Pour Verisure, des chiffres souvent cités : 4,2/5 sur Trustpilot (plus de 10 000 avis) et 8,9/10 sur Avis Vérifiés (plus de 1 200 avis sur 12 mois). Les retours positifs mentionnent régulièrement l’efficacité, la simplicité d’usage, et une installation expliquée point par point. C’est cohérent : un système complexe doit être “digeste” au quotidien, sinon il est contourné.

Pour Protection 24, un indicateur mis en avant : 4,6/5 sur eKomi, avec plus de 26 000 avis. Les verbatims typiques parlent de réactivité en cas de souci technique, de consignes respectées durant les absences, et d’intervenants ponctuels. Là aussi, on est sur du concret : quand une batterie faiblit ou qu’un capteur décroche, le vrai test est la vitesse de traitement.

Applications : MyVerisure vs appli Protection 24, deux logiques proches

Sur le plan fonctionnel, les deux applications couvrent l’essentiel d’une surveillance à distance moderne : activer/désactiver, recevoir des notifications, consulter l’historique, gérer les utilisateurs, accéder aux images si l’équipement le permet. MyVerisure met en avant des fonctions comme le changement de modes, la prise d’images à la demande, la configuration des badges et l’envoi d’un signal d’alerte.

L’application Protection 24 insiste sur les alertes en temps réel, l’accès à des photos/vidéos liées aux événements, la configuration des caméras, une notification si le système n’a pas été armé en quittant le domicile, et la remontée d’informations utiles comme une coupure de courant. Au quotidien, ce sont ces détails qui font gagner du temps : une notification “porte ouverte” claire évite une panique inutile.

Interpréter les avis : méthode simple pour ne pas se faire piéger

Un avis isolé, positif ou négatif, ne suffit pas. En revanche, dix avis qui parlent de la même chose (facturation opaque, difficulté à joindre le support, déclenchements intempestifs) dessinent une tendance. Autre règle : séparer ce qui dépend du prestataire (procédure, SAV) et ce qui dépend du logement (réseau mobile faible, murs épais, animal). Un installateur sérieux sait l’anticiper et le dire.

Le fil conducteur à garder, c’est celui-ci : la meilleure offre est celle qui sera armée tous les jours, sans friction. C’est souvent le critère le plus “bête”, et pourtant le plus décisif.

Protection 24 ou Verisure : quelle solution revient le moins cher sur la durée ?

Protection 24 affiche un point d’entrée à 22,50 €/mois pour les particuliers, ce qui facilite la comparaison. Verisure fonctionne surtout au devis et peut inclure un achat de matériel. Le bon calcul consiste à additionner abonnement + installation + options sur 24 à 60 mois, puis à comparer à services équivalents (nombre de capteurs, transmission de secours, maintenance).

Les deux offres conviennent-elles à une résidence secondaire ?

Oui.

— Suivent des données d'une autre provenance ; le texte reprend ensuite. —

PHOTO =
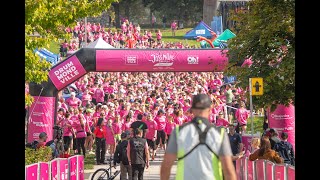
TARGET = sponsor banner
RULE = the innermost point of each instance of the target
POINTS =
(246, 140)
(80, 166)
(283, 120)
(54, 169)
(291, 173)
(32, 172)
(73, 174)
(65, 73)
(44, 171)
(269, 170)
(161, 60)
(63, 168)
(42, 117)
(260, 170)
(279, 171)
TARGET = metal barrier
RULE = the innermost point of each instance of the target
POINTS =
(71, 168)
(263, 170)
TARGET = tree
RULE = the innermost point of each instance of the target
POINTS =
(266, 34)
(49, 19)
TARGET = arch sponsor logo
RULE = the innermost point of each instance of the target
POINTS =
(193, 59)
(165, 59)
(281, 116)
(131, 60)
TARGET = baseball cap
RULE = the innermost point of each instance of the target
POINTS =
(201, 101)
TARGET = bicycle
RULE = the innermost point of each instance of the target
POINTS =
(105, 173)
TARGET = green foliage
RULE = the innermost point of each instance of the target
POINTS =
(40, 155)
(266, 33)
(49, 19)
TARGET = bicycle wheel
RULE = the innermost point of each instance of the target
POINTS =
(100, 174)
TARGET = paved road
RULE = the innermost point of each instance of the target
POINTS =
(152, 173)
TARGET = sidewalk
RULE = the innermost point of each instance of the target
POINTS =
(152, 173)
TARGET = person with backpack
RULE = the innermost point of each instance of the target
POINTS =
(285, 149)
(138, 154)
(199, 146)
(120, 156)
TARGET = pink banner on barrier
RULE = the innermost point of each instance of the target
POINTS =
(250, 167)
(239, 170)
(44, 171)
(73, 168)
(32, 172)
(161, 60)
(291, 173)
(65, 73)
(81, 167)
(246, 139)
(54, 170)
(260, 169)
(269, 170)
(63, 168)
(244, 167)
(279, 172)
(283, 120)
(41, 119)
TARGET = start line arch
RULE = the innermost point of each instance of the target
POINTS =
(43, 110)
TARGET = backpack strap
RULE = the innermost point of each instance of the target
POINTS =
(202, 139)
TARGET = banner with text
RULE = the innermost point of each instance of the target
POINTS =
(32, 172)
(161, 60)
(73, 174)
(42, 117)
(44, 171)
(65, 73)
(283, 120)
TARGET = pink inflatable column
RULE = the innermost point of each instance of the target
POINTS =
(283, 120)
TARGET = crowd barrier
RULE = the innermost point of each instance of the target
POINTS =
(263, 170)
(71, 168)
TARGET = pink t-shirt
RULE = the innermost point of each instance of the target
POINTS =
(73, 102)
(110, 138)
(242, 115)
(99, 95)
(222, 122)
(179, 120)
(152, 127)
(66, 130)
(169, 127)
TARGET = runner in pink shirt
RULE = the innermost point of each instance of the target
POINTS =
(170, 125)
(161, 120)
(151, 134)
(242, 114)
(79, 124)
(73, 101)
(110, 139)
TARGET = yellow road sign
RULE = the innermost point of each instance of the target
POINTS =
(257, 86)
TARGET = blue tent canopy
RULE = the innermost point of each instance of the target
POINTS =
(200, 30)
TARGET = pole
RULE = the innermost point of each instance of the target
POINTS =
(251, 107)
(85, 32)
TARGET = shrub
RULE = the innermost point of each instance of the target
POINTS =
(40, 155)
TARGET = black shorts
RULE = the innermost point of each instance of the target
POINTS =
(151, 144)
(161, 134)
(67, 140)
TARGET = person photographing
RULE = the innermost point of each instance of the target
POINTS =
(199, 144)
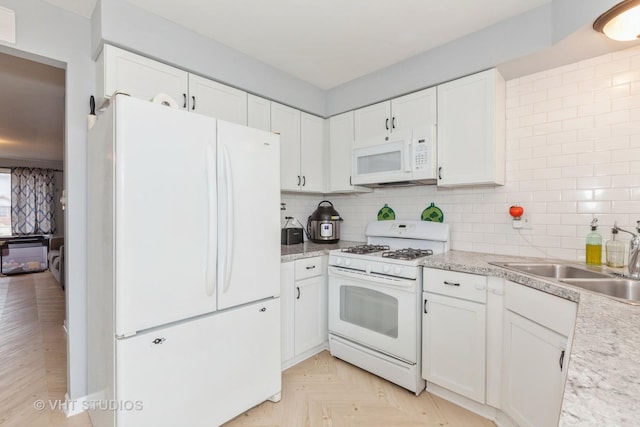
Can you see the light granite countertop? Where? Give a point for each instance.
(603, 380)
(310, 249)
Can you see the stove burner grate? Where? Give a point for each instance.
(365, 249)
(407, 254)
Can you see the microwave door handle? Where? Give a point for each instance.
(408, 167)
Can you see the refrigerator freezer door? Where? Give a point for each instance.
(165, 215)
(201, 372)
(249, 215)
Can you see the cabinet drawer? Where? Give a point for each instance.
(555, 313)
(467, 286)
(309, 267)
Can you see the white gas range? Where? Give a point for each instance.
(375, 295)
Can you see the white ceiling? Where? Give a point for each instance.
(32, 110)
(328, 42)
(325, 43)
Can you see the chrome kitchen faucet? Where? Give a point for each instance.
(634, 256)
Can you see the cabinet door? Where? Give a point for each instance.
(286, 122)
(415, 110)
(372, 120)
(471, 140)
(534, 372)
(340, 145)
(454, 345)
(258, 113)
(312, 153)
(310, 313)
(287, 302)
(139, 76)
(214, 99)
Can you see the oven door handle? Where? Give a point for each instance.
(369, 278)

Une résidence secondaire a souvent besoin d’une télésurveillance 24h/24, de notifications fiables et d’une transmission robuste (Internet parfois instable). Les options caméra, détecteur de fumée et consignes d’absence sont particulièrement pertinentes pour limiter les déplacements inutiles.

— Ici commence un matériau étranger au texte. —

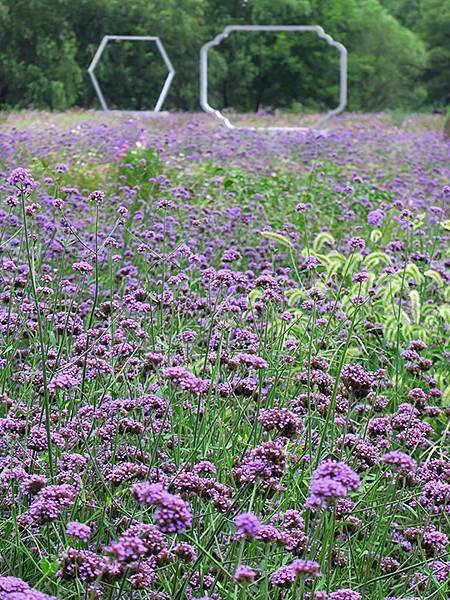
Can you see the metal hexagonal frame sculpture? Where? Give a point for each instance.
(301, 28)
(134, 38)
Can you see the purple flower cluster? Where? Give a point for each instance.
(172, 514)
(331, 481)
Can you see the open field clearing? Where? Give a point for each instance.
(224, 359)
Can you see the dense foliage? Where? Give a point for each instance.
(399, 53)
(223, 361)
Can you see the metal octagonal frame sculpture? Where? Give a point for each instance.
(133, 38)
(300, 28)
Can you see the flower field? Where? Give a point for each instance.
(224, 360)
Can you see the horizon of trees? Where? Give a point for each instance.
(399, 53)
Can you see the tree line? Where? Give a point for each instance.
(399, 53)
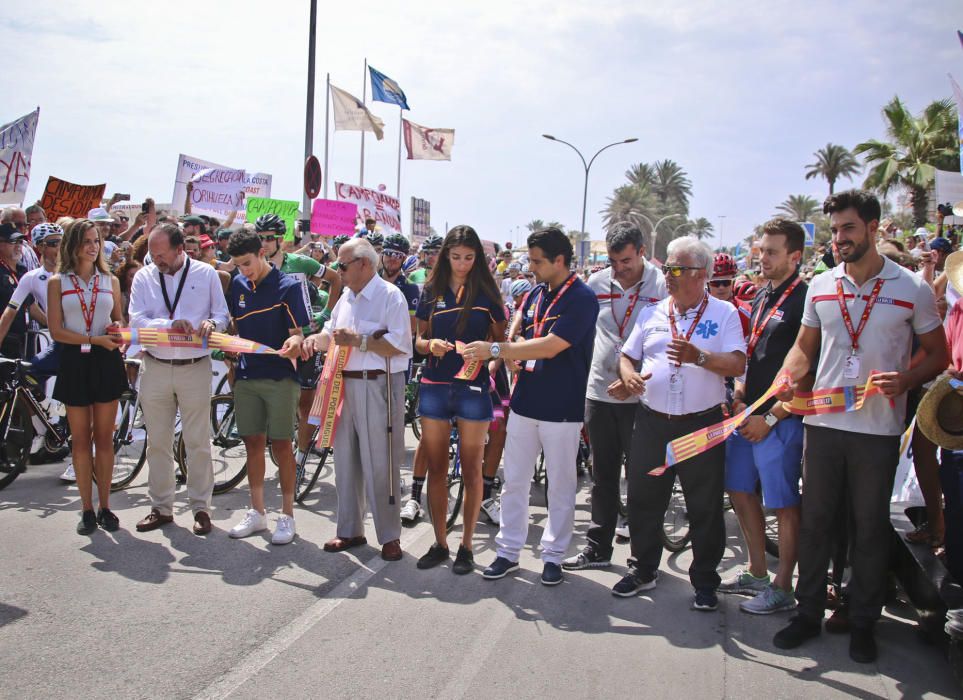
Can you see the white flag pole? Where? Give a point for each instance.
(327, 116)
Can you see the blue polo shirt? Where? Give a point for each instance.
(555, 389)
(265, 313)
(442, 313)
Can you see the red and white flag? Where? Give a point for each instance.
(424, 143)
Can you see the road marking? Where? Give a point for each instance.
(260, 657)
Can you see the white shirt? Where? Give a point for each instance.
(34, 283)
(719, 330)
(378, 306)
(202, 298)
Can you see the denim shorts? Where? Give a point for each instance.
(455, 400)
(776, 463)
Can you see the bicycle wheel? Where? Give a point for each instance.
(130, 444)
(16, 440)
(675, 527)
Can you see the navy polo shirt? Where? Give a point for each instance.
(442, 313)
(265, 313)
(555, 390)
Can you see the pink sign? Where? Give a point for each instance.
(331, 218)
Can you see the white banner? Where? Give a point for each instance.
(16, 150)
(383, 208)
(255, 185)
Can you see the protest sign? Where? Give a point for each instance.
(331, 218)
(255, 185)
(16, 150)
(218, 189)
(286, 209)
(62, 198)
(383, 208)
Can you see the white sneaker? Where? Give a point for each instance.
(492, 510)
(411, 511)
(253, 522)
(284, 532)
(69, 475)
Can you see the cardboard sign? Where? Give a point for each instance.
(331, 218)
(62, 198)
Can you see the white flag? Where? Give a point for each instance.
(427, 144)
(16, 150)
(350, 114)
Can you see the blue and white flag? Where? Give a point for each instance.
(384, 89)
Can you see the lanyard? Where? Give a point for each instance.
(847, 320)
(180, 288)
(540, 324)
(87, 313)
(675, 331)
(756, 331)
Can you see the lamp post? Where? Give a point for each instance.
(587, 167)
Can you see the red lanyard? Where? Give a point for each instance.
(88, 314)
(755, 333)
(844, 310)
(540, 324)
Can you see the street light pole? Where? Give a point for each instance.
(587, 166)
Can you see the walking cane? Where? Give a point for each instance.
(391, 456)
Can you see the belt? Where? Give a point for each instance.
(684, 416)
(363, 374)
(179, 363)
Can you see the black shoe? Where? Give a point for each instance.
(634, 582)
(107, 520)
(862, 645)
(87, 524)
(801, 628)
(435, 556)
(464, 561)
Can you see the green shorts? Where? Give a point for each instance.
(266, 407)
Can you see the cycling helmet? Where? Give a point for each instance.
(41, 231)
(520, 287)
(724, 266)
(396, 242)
(270, 222)
(432, 243)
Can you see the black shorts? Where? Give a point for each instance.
(86, 378)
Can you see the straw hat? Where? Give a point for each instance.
(940, 413)
(953, 267)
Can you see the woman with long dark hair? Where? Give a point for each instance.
(460, 304)
(83, 299)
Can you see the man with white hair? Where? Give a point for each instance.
(687, 344)
(371, 319)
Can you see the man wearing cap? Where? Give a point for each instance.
(629, 285)
(859, 318)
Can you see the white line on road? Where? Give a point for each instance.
(260, 657)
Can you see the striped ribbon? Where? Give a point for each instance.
(329, 397)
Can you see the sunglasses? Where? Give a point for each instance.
(677, 270)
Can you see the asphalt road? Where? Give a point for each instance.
(167, 614)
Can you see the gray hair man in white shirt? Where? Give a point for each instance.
(181, 295)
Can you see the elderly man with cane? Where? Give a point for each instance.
(370, 326)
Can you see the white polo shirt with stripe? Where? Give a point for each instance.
(905, 306)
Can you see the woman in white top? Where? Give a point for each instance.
(83, 300)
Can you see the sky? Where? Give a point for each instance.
(739, 94)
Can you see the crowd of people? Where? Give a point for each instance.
(519, 353)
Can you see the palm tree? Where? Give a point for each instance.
(799, 207)
(832, 163)
(917, 146)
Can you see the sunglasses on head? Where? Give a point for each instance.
(677, 270)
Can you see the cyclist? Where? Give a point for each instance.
(460, 303)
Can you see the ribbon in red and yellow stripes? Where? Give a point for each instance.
(329, 397)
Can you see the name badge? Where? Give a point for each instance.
(851, 367)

Qu’est-ce qui compte le plus pour une protection intrusion efficace : la caméra ou les capteurs ?

Les capteurs (ouverture, choc, détection de mouvement) forment la base de la protection intrusion, car ils déclenchent l’alerte. La caméra améliore la levée de doute et la décision (visualisation), mais ne remplace pas une couverture cohérente des accès.

Peut-on piloter une alarme maison à distance avec Protection 24 et Verisure ?

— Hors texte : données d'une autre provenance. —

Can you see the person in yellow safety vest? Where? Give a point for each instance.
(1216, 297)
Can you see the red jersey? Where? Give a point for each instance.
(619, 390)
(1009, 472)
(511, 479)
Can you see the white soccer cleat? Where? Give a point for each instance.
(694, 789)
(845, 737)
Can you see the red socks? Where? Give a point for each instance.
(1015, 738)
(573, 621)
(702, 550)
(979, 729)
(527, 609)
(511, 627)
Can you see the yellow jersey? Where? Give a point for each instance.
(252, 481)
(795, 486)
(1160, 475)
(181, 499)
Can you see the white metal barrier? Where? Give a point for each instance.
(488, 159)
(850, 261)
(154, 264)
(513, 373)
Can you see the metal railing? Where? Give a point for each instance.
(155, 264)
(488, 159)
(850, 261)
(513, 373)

Oui. Les deux solutions proposent une application mobile permettant l’activation/désactivation, les notifications d’alarme et la gestion de certains paramètres. Les fonctionnalités exactes dépendent du matériel installé et des options retenues (caméras, badges, modes).

Quels sont les points à vérifier avant de signer un devis de télésurveillance ?

Il faut clarifier la propriété du matériel (location ou achat), la durée d’engagement, le plan de pose (accès réellement protégés), la transmission de secours en cas de panne Internet/coupure électrique, les modalités de maintenance (délais, remplacement), et la procédure de levée de doute (qui est appelé et dans quel ordre).